We climbed the stairs to the second floor, and went into the rear bedroom. “Through here,” she said, opening a door that should have revealed a closet. Instead, I was looking into a brightly illuminated space that couldn’t possibly be there. It was filled with books, paintings, and tapestries, leather furniture, and polished tables. A fireplace crackled cheerfully beneath a portrait of a monk. A piano played softly. Chopin, I thought.
“This room won’t fit,“ I said, stupidly. The thick q
uality of my voice startled me.
“No,” she agreed. “We’re attached to the property, but we’re quite independent.” We stepped inside. Carpets were thick underfoot. Where the floors were exposed, they were lustrous parquet. Vaulted windows looked out over Potter’s backyard, and Em Pyle’s house next door. Coela watched me thoughtfully. “Welcome, Mr. Wickham,” she said. Her eyes glittered with pride. “Welcome to the Fort Moxie branch of the John of Singletary Memorial Library.”
I looked around for a chair and, finding one near a window, lowered myself into it. The falling snow was dark, as though no illumination from within the glass touched it. “I don’t think I understand this,” I said.
“I suppose it is something of a shock.”
Her amusement was obvious, and sufficiently infectious that I loosened up somewhat. “Are you the librarian?”
She nodded.
“Nobody in Fort Moxie knows you’re here. What good is a library no one knows about?”

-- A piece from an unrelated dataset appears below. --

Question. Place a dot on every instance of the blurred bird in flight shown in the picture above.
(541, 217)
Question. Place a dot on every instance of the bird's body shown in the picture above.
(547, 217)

“That’s a valid question,” she admitted. “We have a limited membership.”
I glanced around. All the books looked like Bibles. They were different sizes and shapes, but all were bound in leather. Furthermore, titles and authors were printed in identical silver script. But I saw nothing in English. The shelves near me were packed with books whose lettering appeared to be Russian. A volume lay open on a table at my right hand. It was in Latin. I picked it up and held it so I could read the title: Historiae, V-XII. Tacitus. “Okay,” I said. “It must be limited. Hardly anybody in Fort Moxie reads Latin or Russian.” I held up the Tacitus. “I doubt even Father Cramer could handle this.”
Em Pyle, the next-door neighbor, had come out onto his front steps. He called his dog, Preach, as he did most nights at this time. There was no response, and he looked up and down Nineteenth Street, into his own backyard, and right through me. I couldn’t believe he didn’t react.
“Coela, who are you exactly? What’s going on here?”
She nodded, in the way that people do when they agree that you have a problem. “Perhaps,” she said, “you should look around, Mr. Wickham. Then it might be easier to talk.”
She retired to a desk, and immersed herself in a sheaf of papers, leaving me to fend for myself.